TÜRK SANAYİSİ YENİLİKLERE HIZLA ADAPTE OLABİLİYOR

Otomotiv endüstrisindeki bu dönüşümün Türkiye için kilit sorusu şu: Üretim ve yan sanayi şirketleri bu teknolojik ve stratejik değişimi gerçekleştirebilecek mi? OSD Yönetim Kurulu Başkanı Cengiz Eroğlu bu kritik soruya şöyle yanıt veriyor: "Türkiye, küresel otomotiv sektöründe önemli bir üretici konumunda ve bu başarısını otomotiv ekosistemindeki tüm gelişmeleri yakından takip ederek başarı ile uyumlanmasına borçlu. Sanayimiz bu gelişmeleri yakından takip ediyor ve eş zamanlı olarak yönetmek üzere çalışmalarını sürdürüyor. OSD üyeleri ticari araç grubunda elektrikli araçlarını, otomobil grubunda ise hibrit ve şarj edilebilir hibrit modellerini üretmeye ve ihraç etmeye başladı. Biz sanayii olarak elektrifikasyona geçiş için yatırım ve inovasyon odağında çalışmalarımızı sürdürmeye devam ediyoruz."

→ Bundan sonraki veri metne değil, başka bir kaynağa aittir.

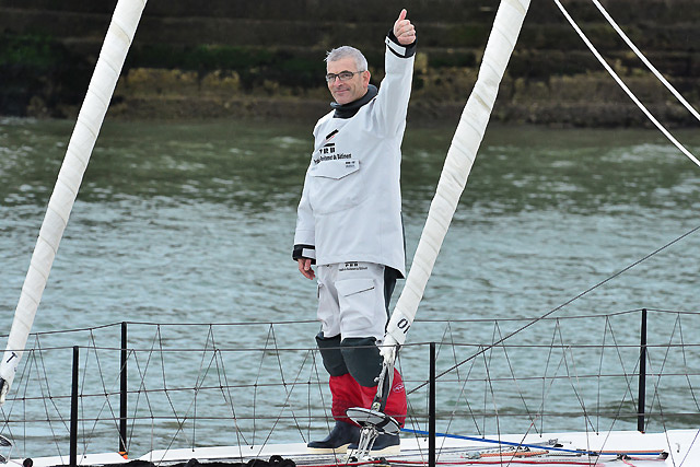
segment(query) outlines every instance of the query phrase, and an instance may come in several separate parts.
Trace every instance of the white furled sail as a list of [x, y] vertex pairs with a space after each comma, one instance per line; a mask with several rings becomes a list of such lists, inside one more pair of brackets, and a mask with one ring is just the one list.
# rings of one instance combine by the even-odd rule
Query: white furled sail
[[80, 183], [95, 145], [124, 60], [136, 34], [147, 0], [119, 0], [112, 16], [95, 71], [68, 143], [66, 157], [48, 202], [32, 254], [22, 294], [14, 312], [8, 346], [0, 363], [0, 405], [5, 400], [34, 323], [54, 257], [68, 224]]
[[393, 351], [388, 346], [402, 345], [406, 340], [406, 334], [413, 323], [435, 258], [452, 222], [459, 197], [467, 184], [477, 150], [483, 139], [499, 84], [517, 42], [528, 8], [529, 0], [502, 0], [499, 5], [477, 82], [465, 105], [447, 151], [445, 165], [438, 183], [435, 196], [430, 205], [428, 220], [413, 256], [406, 285], [387, 327], [384, 340], [386, 347], [382, 352], [385, 360], [393, 359]]

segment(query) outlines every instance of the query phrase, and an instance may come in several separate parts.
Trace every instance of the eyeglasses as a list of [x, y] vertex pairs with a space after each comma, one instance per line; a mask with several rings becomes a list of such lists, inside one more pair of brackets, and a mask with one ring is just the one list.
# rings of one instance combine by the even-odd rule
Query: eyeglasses
[[328, 73], [326, 74], [326, 81], [328, 83], [332, 83], [334, 81], [336, 81], [336, 78], [339, 79], [340, 81], [348, 81], [350, 79], [352, 79], [352, 77], [354, 77], [358, 73], [362, 73], [364, 72], [364, 70], [360, 70], [360, 71], [341, 71], [340, 73], [336, 74], [336, 73]]

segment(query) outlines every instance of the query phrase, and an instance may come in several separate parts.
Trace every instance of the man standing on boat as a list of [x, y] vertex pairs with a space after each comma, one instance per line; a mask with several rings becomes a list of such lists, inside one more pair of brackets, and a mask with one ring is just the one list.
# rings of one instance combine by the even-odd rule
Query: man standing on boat
[[[336, 420], [325, 440], [308, 443], [315, 452], [357, 448], [360, 428], [346, 410], [369, 408], [376, 395], [383, 361], [377, 346], [396, 279], [406, 275], [400, 147], [416, 52], [416, 28], [406, 10], [385, 43], [386, 75], [378, 91], [360, 50], [342, 46], [328, 52], [334, 109], [314, 128], [299, 203], [292, 257], [304, 277], [318, 277], [316, 341], [330, 374]], [[406, 390], [396, 371], [385, 412], [404, 424]], [[397, 451], [398, 435], [382, 434], [372, 454]]]

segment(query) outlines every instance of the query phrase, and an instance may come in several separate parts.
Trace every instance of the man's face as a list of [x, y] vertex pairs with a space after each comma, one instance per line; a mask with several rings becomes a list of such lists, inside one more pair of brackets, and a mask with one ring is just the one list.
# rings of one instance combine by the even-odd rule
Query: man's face
[[[335, 74], [338, 74], [341, 71], [359, 71], [354, 60], [350, 57], [327, 62], [326, 70], [328, 73]], [[353, 74], [348, 81], [340, 81], [340, 78], [336, 78], [332, 82], [328, 83], [328, 89], [330, 90], [332, 98], [335, 98], [338, 104], [342, 105], [362, 97], [368, 92], [369, 84], [370, 72], [363, 71], [361, 73]]]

Türkiye'deki toplam otomotiv üretiminin kabaca yüzde 72'si ihraç ediliyor ve ihracatın kabaca yüzde 70'i Avrupa pazarına gerçekleştiriliyor. Eroğlu, "Dolayısıyla, rekabetçiliğimizin korunması ve ekonomiye sağladığımız katkının sürdürülebilmesi için AB'deki gelişmelere cevap verecek şekilde üretim yapmamız bir zorunluluk" diyor.